Top Dogs and Fat Cats
This new book from the Institute of Economic Affairs was published on 8 May 2019. It is a collection of essays on executive pay, providing fascinating insights into the nature of high pay and making a compelling contribution to one of today’s most contentious issues.
The book is edited by Professor Len Shackleton of the University of Buckingham who has written the introduction which provides a critique of the top pay debate and summarises the individual contributions to the book. He has also personally contributed an article on the consequences of “getting tough” on top pay. The contributors are a mixture of academics, practitioners and leaders of institutions.
Below is a synopsis of each contributor’s essay.
Why free marketeers should worry about executive pay
Why free marketeers should worry about executive pay, by Luke Hildyard, Director of the High Pay Centre. The HPC has a view that the greed of executives in large corporations has led to ever increasing pay differentials which are unjustifiable and damaging to society.
This article begins the discussion by setting out the indictment against excessive CEO pay. Hildyard points out that executive remuneration in the UK has risen far faster than that of ordinary workers in recent decades, and claims that this has occurred without any corresponding improvement in company performance. He dismisses the idea that international competition for rare talent justifies high CEO pay, pointing out that most firms promote their CEOs from within the company. His analysis suggests that long-established successful businesses (as opposed to entrepreneurial start-ups) are built on effective organisational systems rather than the abilities of the current incumbent CEO, who therefore has in many cases little influence over a company’s success. He draws attention, too, to elements of ‘crony capitalism’ that give many big businesses protected markets through their strong links to government.
Hildyard suggests that the ultimate providers of capital – the beneficial owners of company shares – would like to see more modest levels of executive pay, but they are separated from the operation of corporations by a web of financial advisers, asset managers and pension funds. These intermediaries are themselves highly paid and see no problem in paying company executives generously.
Listed companies are required to have remuneration committees which are independent of the company’s management structure, but members of these committees are themselves well-remunerated, are from similar backgrounds to company executives and often hold, or have held, executive posts at other companies. The committees are advised by consultants who (he claims) devise complex remuneration schemes to justify their existence, and act to bid up pay.

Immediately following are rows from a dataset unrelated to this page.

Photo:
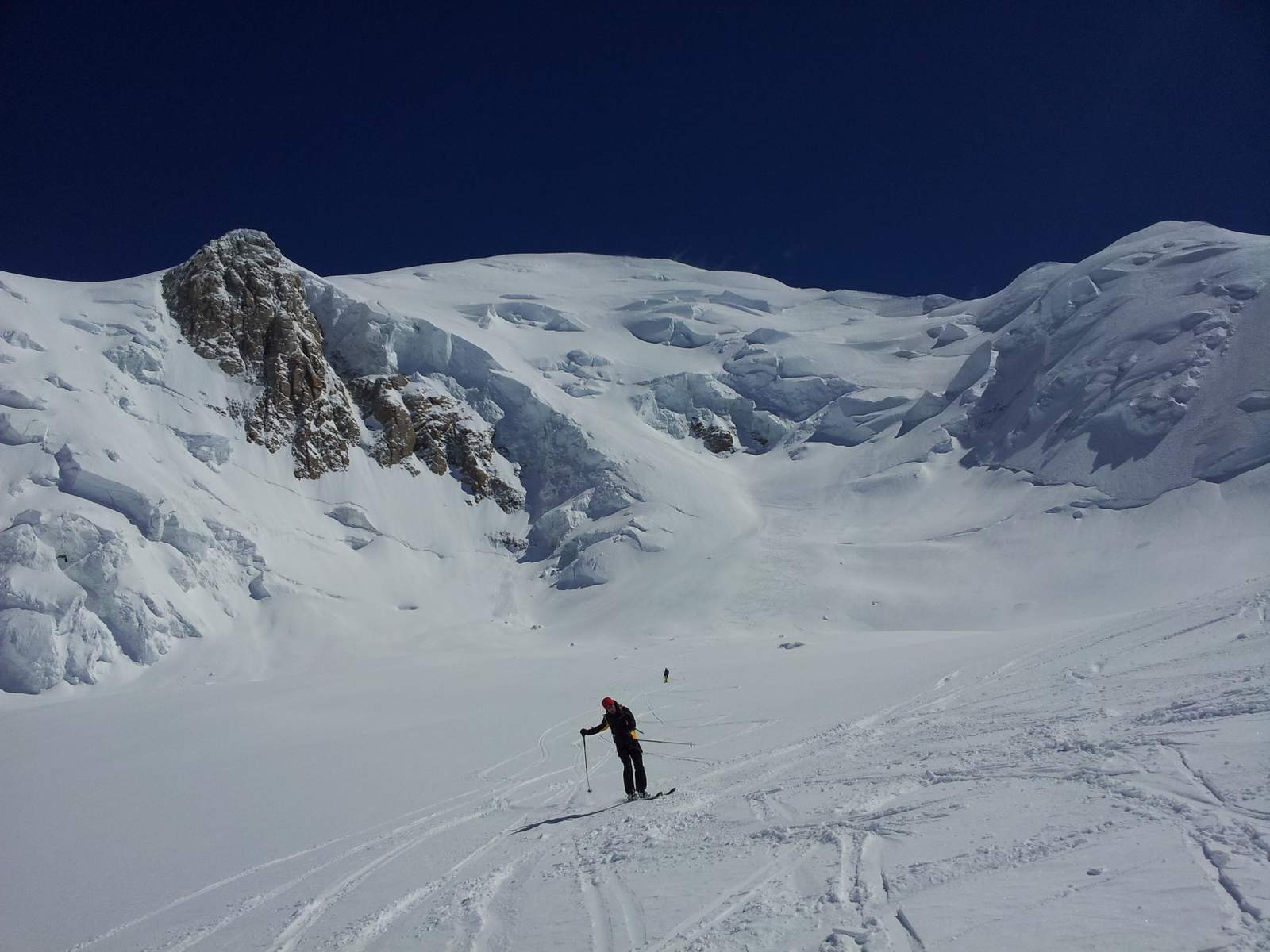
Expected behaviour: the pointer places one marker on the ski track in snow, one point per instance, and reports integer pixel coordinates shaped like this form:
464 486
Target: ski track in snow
827 846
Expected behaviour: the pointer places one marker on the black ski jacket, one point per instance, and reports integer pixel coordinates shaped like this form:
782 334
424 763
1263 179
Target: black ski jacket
622 723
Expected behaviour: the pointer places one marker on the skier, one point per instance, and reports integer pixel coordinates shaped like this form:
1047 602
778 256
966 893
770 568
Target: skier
622 723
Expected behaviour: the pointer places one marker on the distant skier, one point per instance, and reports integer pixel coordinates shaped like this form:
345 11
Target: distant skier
622 723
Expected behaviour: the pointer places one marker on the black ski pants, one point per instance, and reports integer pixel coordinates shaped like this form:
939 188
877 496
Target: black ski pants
633 758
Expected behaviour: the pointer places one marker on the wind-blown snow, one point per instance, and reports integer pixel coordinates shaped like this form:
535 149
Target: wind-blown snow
964 603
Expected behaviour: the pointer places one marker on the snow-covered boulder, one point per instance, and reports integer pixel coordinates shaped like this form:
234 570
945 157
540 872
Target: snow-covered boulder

In Hildyard’s view, this unsatisfactory situation is undermining the case for capitalism. Free-marketeers should be worried about this, and he supports reforms including worker representation on boards and remuneration committees, more detailed disclosure of pay structures and a requirement for institutional investors to consult ultimate beneficiaries on pay issues.
Understanding the facts about top pay
Understanding the facts about top pay, by Damien Knight and Harry McCreddie, of MM&K. This essay draws from the findings of a previous article we have published in our e-news. The text of the article can be found here.
The right and wrongs of CEO Pay
The right and wrongs of CEO Pay, by Alex Edmans, Professor of Finance at London Business School. Drawing on his own and others’ academic research, he demolishes a number of myths associated with the case against CEO pay. For example, he shows that, contrary to popular belief, CEOs who perform badly do suffer financially – though he points out that it is their wealth rather than their income which is affected, because much of their remuneration is in company shares and share options which lose value with poor performance. While Edmans believes strongly in the reform of company pay, he argues that disclosure of CEO/average pay ratios (a feature of the Government’s policy) can lead to inappropriate conclusions and have unintended consequences which may harm workers. For example, firms may outsource low-paid work to improve their showing. Edmans argues that reform efforts should focus on the structure of pay schemes, rather than the level of chief executive pay. Current pay schemes are complex, opaque and encourage short-termism. In particular, he argues that the use of LTIPs (Long-Term Incentive Plans) allows for ‘gaming and fudging’. He advocates instead that pay should simply be in cash and shares with a long holding period. If shares can at the same time be awarded to employees, they will gain in line with CEOs, which will help address concerns about fairness.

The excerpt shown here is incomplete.